Understanding phases of Kurdish problem in Turkey

Understanding phases of Kurdish problem in Turkey

This year and the next few months are going to be critical regarding the future of Turkey’s critical Kurdish problem.

Both the government and the outlawed Kurdistan Workers’ Party (PKK) are heading toward a make-it or break-it stage after the two-year-old exhausting dialogue in between the two.

In the bigger picture, President Tayyip Erdoğan and Prime Minister Ahmet Davutoğlu want to give an end to this chronic problem that has claimed some 40,000 lives since the PKK launched its armed campaign in 1984. It has also been draining the country’s resources. Finance Minister Mehmet Şimşek revealed during budget talks last month that the cost of the fight against the PKK was nearly 1 trillion Turkish Liras ($435 billion) for Turkey during that period.

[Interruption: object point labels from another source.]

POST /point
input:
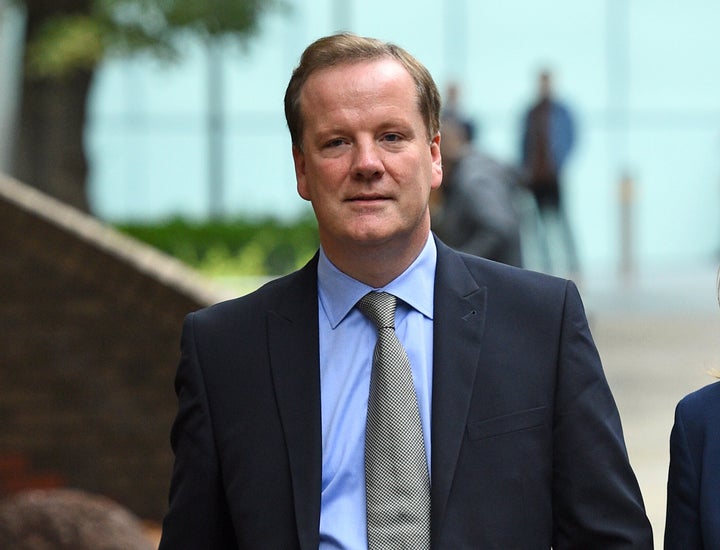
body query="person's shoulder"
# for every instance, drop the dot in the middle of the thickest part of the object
(701, 401)
(270, 295)
(513, 281)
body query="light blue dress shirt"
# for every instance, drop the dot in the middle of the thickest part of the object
(347, 341)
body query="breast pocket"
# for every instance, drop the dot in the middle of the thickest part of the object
(506, 424)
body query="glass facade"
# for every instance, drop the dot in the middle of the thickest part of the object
(207, 136)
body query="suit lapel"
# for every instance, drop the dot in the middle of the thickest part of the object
(459, 321)
(294, 359)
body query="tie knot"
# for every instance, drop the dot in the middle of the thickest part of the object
(379, 307)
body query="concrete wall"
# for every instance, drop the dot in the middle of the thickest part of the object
(89, 341)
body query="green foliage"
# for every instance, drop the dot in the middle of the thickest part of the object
(233, 248)
(78, 37)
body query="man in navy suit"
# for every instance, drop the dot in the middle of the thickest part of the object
(522, 436)
(693, 491)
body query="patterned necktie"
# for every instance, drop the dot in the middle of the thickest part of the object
(397, 484)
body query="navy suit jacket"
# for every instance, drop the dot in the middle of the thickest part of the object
(693, 503)
(527, 447)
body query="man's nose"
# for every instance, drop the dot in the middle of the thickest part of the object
(367, 160)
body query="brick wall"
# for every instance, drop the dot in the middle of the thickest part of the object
(89, 341)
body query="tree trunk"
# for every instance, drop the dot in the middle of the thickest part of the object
(49, 150)
(50, 153)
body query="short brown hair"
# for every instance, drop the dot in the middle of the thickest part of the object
(344, 48)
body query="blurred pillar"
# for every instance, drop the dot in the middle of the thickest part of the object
(342, 15)
(617, 26)
(627, 199)
(215, 129)
(455, 21)
(12, 28)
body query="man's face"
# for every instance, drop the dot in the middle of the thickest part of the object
(367, 164)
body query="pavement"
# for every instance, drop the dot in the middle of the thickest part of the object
(658, 334)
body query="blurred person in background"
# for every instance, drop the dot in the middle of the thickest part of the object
(476, 213)
(548, 137)
(515, 434)
(693, 490)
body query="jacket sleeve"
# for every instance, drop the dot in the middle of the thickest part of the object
(198, 516)
(682, 525)
(597, 500)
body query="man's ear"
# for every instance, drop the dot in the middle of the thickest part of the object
(436, 162)
(301, 180)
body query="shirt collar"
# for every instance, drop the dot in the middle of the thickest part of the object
(415, 286)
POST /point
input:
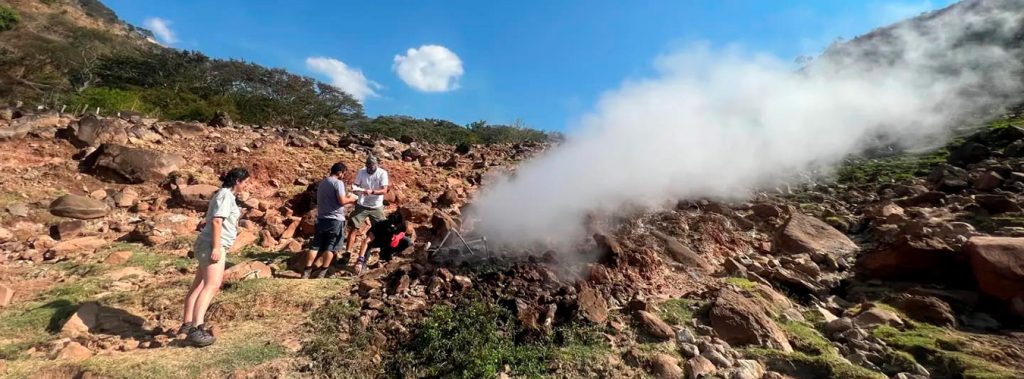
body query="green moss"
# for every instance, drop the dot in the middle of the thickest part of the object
(675, 311)
(804, 338)
(26, 325)
(890, 169)
(813, 355)
(941, 350)
(8, 18)
(743, 284)
(803, 365)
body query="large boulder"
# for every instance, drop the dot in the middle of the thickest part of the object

And at a tactical level, the Erdoğan-Davutoğlu administration does not want Turkey to go to the parliamentary elections in June with the PKK’s de facto cease-fire broken. They cannot afford funerals of military and police officers during an election campaign where they aim for at least 50 percent to secure a constitutional change afterward. Knowing that, the PKK urges the government to have the legislative changes before the elections, with a threat to resume their armed campaign.

Saying that, for the first time the possibility of a political settlement for the Kurdish problem is so near in decades.

But what took the Turkish state so long to start talking about the Kurdish solution?

The answer is in the dynamics of power politics in this part of the world and the administrative traditions of the centuries-long Turkish state, whether it was sultanate or republic.

During an interview in the December 2014 issue of the Turkish history magazine “Atlas Tarih,” historian Reha Çamuroğlu, says the central authority always wanted to be sure about the destructive capacity of the rebels before taking any action; there was an economy to get mobilized to crush a rebellion, too.

In that perspective, we can talk about three phases of the Turkish state’s response to the Kurdish, or rather, the PKK problem.

1- Assessing the threat: This first period could be symbolized with the “A bunch of bandits” response of Turgut Özal, the prime minister of the time, when he heard about the PKK’s Eruh and Şemdinli raids in 1984; now acknowledged as the start of its armed campaign. It was right after the military coup and Ankara thought it might be one of those fringe groups.

2- Responding the threat: Following the first and perhaps the bloodiest up rise in 1992, the prime minister of the time, Tansu Çiller, gave strict orders in 1993 to the military and police to show those terrorists the might of the Turkish state’s forces. An ambitious campaign was carried out with an incredible loss of lives. That resulted in the arrest of PKK leader Abdullah Öcalan in 1999 (with the help of the U.S. CIA) but that was not enough for solving the problem.

3- Encountering the threat: The turning point was a statement by General İlker Başbuğ, the Chief of Staff of (then Prime Minister) Tayyip Erdoğan who said in 2008 that it was impossible to overcome the problem by security means only. Establishing dialogue with the PKK was decided in the National Security Council (MGK) sessions and Turkey is in still that phase of trying to talk the problem out.

Following a failed attempt of dialogue through third parties (known as the Oslo Process) in 2009-2010, Erdoğan instructed the National Intelligence Organization (MİT) chief Hakan Fidan to establish direct contact with Öcalan at the İmralı island-prison, south of İstanbul.

The Peoples’ Democratic Party (HDP), which is focused on the Kurdish problem, in the Turkish Parliament was also involved in the dialogue and has been playing a key role in between. But the deal has to be cut in Parliament.

It is not an easy task for the Davutoğlu government, as the country is heading for elections and the background might give an idea as to why the process should be handled with extreme care, in order not to break the vase once again.